Non-pharmacological measures Mitigation measures
• Maintenance of all preventive measures (physical distance, wearing masks and hand hygiene) until the pandemic is declared closed.
• Adoption of stricter measures to restrict circulation and non-essential activities, according to the epidemiological situation and service capacity of each region, assessed weekly based on technical criteria such as bed occupancy rates and an increase in the number of patients. cases and deaths.
Communication Strategies to Expand Mitigation and Suppression Measures
• Immediate implementation of communication plans and campaigns in order to clarify the population and reinforce the importance of prevention and vaccination measures.
Measures involving the health system
• Legal recognition of the state of health emergency and the provision of extraordinary resources for SUS, with immediate contribution to State and Municipal Health Funds to guarantee the adoption of all the assistance measures necessary to face the crisis.
• Strengthening health surveillance in its territorial dimension and integrated with Primary Health Care, aiming at control and care measures: early detection, laboratory investigation (including the expansion of genomic surveillance in the country), isolation, quarantine and active search for suspected and confirmed cases, as well as teleconsultation strategies.
• Expansion of care capacity at all levels, including clinical and ICU beds for Covid-19 combined with protection, training and enhancement of health professionals.
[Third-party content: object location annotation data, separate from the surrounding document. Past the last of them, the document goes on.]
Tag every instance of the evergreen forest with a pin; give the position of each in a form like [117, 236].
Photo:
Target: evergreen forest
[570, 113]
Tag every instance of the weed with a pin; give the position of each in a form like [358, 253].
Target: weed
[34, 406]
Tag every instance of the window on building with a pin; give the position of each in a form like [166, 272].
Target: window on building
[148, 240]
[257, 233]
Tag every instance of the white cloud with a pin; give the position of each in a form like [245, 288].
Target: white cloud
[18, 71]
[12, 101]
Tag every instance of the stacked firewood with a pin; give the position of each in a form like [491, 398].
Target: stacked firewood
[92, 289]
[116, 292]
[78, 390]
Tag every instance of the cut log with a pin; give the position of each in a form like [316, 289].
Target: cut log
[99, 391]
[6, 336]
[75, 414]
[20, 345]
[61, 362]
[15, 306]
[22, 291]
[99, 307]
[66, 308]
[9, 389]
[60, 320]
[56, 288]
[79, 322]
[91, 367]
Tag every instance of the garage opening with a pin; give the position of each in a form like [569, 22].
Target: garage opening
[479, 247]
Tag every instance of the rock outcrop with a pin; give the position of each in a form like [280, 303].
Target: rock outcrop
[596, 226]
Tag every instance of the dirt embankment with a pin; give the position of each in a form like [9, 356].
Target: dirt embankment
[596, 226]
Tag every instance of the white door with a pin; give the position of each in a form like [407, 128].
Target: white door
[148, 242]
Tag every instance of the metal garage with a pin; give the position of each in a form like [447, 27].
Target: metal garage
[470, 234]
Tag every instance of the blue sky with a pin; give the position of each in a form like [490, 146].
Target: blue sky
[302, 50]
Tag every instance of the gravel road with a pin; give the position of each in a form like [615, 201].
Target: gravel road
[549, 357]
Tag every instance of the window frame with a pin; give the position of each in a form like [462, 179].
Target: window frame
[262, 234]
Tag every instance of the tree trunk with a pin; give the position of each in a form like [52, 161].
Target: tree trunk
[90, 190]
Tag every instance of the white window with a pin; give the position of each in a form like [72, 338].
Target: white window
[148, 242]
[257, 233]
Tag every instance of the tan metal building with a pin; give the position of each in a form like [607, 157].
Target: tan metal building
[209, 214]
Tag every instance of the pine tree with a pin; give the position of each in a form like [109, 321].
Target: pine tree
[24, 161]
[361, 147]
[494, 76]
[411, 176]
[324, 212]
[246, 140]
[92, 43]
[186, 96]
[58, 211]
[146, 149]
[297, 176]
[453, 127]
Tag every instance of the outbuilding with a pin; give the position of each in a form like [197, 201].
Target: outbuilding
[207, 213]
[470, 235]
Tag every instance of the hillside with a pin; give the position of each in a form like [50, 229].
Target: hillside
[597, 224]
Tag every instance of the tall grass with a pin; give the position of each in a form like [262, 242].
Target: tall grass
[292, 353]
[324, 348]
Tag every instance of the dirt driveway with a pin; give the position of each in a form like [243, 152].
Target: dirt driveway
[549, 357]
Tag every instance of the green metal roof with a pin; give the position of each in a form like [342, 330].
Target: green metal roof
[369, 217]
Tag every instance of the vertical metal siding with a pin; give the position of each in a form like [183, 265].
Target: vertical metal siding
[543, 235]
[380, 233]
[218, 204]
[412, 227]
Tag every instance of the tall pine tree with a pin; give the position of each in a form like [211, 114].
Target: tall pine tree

• Acceleration of vaccination for the entire population coordinated by the National Immunization Program (PNI) of SUS.
Measures to mitigate social impacts, especially for the poorest and most vulnerable
• Approval of a National Economic Recovery Plan, with immediate return of emergency financial assistance for the duration of the state of emergency, combined with existing social policies to protect the poorest and most vulnerable.
Whether Brazil is simply an outlier, or a harbinger of the next phase of this pandemic, is unknown. But it does illustrate that this COVID pandemic still has `legs', and if given half a chance, can quickly roar back with a vengeance.